We don't want to work with radicals, so we need to transform them. To get rid of radicals, we square both sides of the equation: $(\sqrt {x + 2})^2 = (x)^2$ Squaring the radical will leave just the binomial: $x + 2 = x^2$ Rewrite the equation so the term with the greatest degree lies on the left side of the equation: $x^2 = x + 2$ We move all terms to the left side of the equation so that we are left with $0$ on the right side of the equation: $x^2 - x - 2 = 0$ We solve by factoring. To factor a quadratic equation in the form $ax^2 + bx + c = 0$, we look at factors of the product of $a$ and $c$ such that, when added together, equal $b$. For the equation $x^2 - x - 2 = 0$, $(a)(c)$ is $(1)(-2)$, or $-2$, but when added together will equal $b$ or $-1$. One of the factors needs to be positive and the other one negative, but the negative factor should be the one with the greater absolute value.
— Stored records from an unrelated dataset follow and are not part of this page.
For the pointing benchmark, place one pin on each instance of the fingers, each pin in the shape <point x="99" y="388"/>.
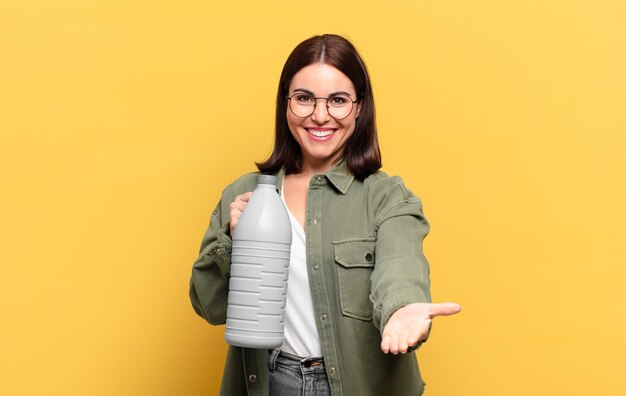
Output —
<point x="443" y="309"/>
<point x="236" y="208"/>
<point x="401" y="342"/>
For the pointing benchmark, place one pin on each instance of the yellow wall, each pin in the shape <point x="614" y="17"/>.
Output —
<point x="122" y="120"/>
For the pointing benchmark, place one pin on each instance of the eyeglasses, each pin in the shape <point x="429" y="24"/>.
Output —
<point x="339" y="106"/>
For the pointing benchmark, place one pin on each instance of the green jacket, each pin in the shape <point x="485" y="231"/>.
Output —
<point x="365" y="260"/>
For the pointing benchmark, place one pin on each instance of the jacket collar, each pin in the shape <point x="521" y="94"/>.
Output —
<point x="338" y="176"/>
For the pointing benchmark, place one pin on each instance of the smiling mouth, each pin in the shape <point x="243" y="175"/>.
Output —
<point x="320" y="134"/>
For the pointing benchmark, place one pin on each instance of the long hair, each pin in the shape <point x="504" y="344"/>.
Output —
<point x="361" y="152"/>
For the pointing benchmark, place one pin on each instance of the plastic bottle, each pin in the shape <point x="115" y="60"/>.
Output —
<point x="259" y="270"/>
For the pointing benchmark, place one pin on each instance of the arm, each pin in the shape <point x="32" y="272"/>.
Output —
<point x="401" y="278"/>
<point x="401" y="275"/>
<point x="208" y="288"/>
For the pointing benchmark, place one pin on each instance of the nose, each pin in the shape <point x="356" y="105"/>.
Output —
<point x="320" y="113"/>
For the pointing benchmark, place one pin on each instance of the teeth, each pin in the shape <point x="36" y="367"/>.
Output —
<point x="320" y="133"/>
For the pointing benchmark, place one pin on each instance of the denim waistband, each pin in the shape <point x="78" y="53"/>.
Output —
<point x="293" y="361"/>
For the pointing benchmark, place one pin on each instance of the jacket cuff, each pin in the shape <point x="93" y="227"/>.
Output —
<point x="393" y="302"/>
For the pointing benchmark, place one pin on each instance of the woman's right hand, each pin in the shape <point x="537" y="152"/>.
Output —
<point x="236" y="208"/>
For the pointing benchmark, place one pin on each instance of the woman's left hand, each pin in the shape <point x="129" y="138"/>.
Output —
<point x="411" y="324"/>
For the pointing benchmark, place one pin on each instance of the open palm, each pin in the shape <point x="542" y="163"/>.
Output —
<point x="411" y="324"/>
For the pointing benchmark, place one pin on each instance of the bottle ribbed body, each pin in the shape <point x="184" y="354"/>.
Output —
<point x="259" y="271"/>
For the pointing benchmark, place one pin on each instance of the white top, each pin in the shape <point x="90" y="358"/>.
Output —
<point x="301" y="337"/>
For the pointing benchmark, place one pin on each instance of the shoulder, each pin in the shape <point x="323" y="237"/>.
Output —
<point x="382" y="186"/>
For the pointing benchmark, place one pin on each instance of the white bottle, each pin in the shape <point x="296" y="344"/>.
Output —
<point x="259" y="270"/>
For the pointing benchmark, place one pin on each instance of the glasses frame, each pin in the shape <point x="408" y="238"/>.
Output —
<point x="327" y="106"/>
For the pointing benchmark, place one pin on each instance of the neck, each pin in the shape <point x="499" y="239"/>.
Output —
<point x="312" y="166"/>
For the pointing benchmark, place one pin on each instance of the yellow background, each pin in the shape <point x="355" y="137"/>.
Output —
<point x="122" y="120"/>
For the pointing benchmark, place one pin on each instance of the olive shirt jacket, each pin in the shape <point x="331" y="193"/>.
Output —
<point x="365" y="260"/>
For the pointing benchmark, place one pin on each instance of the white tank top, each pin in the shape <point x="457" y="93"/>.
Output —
<point x="301" y="337"/>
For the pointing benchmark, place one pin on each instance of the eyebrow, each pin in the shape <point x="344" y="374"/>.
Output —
<point x="306" y="91"/>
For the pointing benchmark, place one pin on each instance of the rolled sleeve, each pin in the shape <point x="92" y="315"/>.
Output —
<point x="401" y="275"/>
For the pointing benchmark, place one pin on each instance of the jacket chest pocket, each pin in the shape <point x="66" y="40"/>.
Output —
<point x="355" y="263"/>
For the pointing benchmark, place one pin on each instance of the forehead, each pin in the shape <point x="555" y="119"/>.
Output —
<point x="321" y="79"/>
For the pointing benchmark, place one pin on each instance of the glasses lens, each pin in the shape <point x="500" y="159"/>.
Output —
<point x="302" y="105"/>
<point x="339" y="106"/>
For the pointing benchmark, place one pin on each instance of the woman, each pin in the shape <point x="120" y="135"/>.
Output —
<point x="358" y="298"/>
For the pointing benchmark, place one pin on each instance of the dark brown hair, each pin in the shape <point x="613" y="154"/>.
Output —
<point x="361" y="152"/>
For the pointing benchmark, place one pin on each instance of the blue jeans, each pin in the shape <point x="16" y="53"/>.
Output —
<point x="292" y="375"/>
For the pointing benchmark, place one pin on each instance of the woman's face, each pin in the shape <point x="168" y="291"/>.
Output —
<point x="321" y="137"/>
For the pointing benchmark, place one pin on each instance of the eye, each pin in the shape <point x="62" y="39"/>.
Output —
<point x="303" y="99"/>
<point x="339" y="100"/>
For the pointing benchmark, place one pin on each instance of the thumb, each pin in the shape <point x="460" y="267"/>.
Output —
<point x="444" y="309"/>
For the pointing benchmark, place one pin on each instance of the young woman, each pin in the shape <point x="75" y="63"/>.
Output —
<point x="358" y="298"/>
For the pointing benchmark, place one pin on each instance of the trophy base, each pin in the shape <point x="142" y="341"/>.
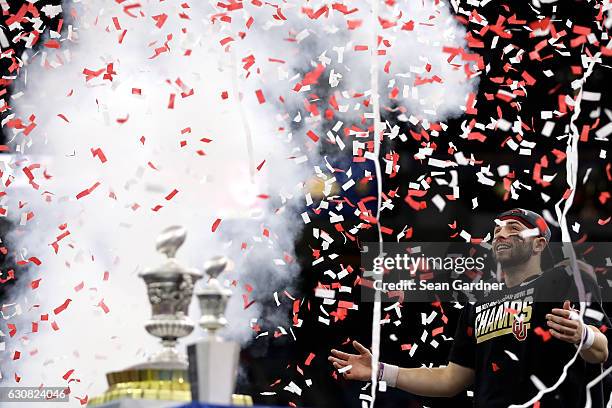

This is because a negative number multiplied with a positive number will equal a negative number; however, when a negative number is added to a positive number, the result can be either negative or positive, depending on which number has the greater absolute value. We came up with the following possibility: $(a)(c)$ = $(-2)(1)$ $b = -1$ Let's take a look at our factorization: $(x - 2)(x + 1) = 0$ The zero product property states that if the product of two factors equals zero, then either one of the factors is zero or both factors equal zero. We can, therefore, set each factor to $0$: First factor: $x - 2 = 0$ Add $2$ to each side to solve for $x$: $x = 2$ Second factor: $x + 1 = 0$ Subtract $1$ from each side to solve for $x$: $x = -1$ To check if our solutions are correct, we plug our solutions back into the original equation to see if the left and right sides equal one another. Let's plug in $x = 6$ first: $\sqrt {2 + 2} = 2$ Add what's inside the brackets: $\sqrt {4} = 2$ Take the square root of $4$: $2 = 2$ The left and right sides are equal; therefore, this solution is correct. Let's check $x = -1$: $\sqrt {-1 + 2} = -1$ Add numbers inside brackets first: $\sqrt {1} = -1$ Take the square root of $1$: $1 \ne -1$ The left and right sides are not equal; therefore, this is an extraneous solution. The only solution is $x = 2$.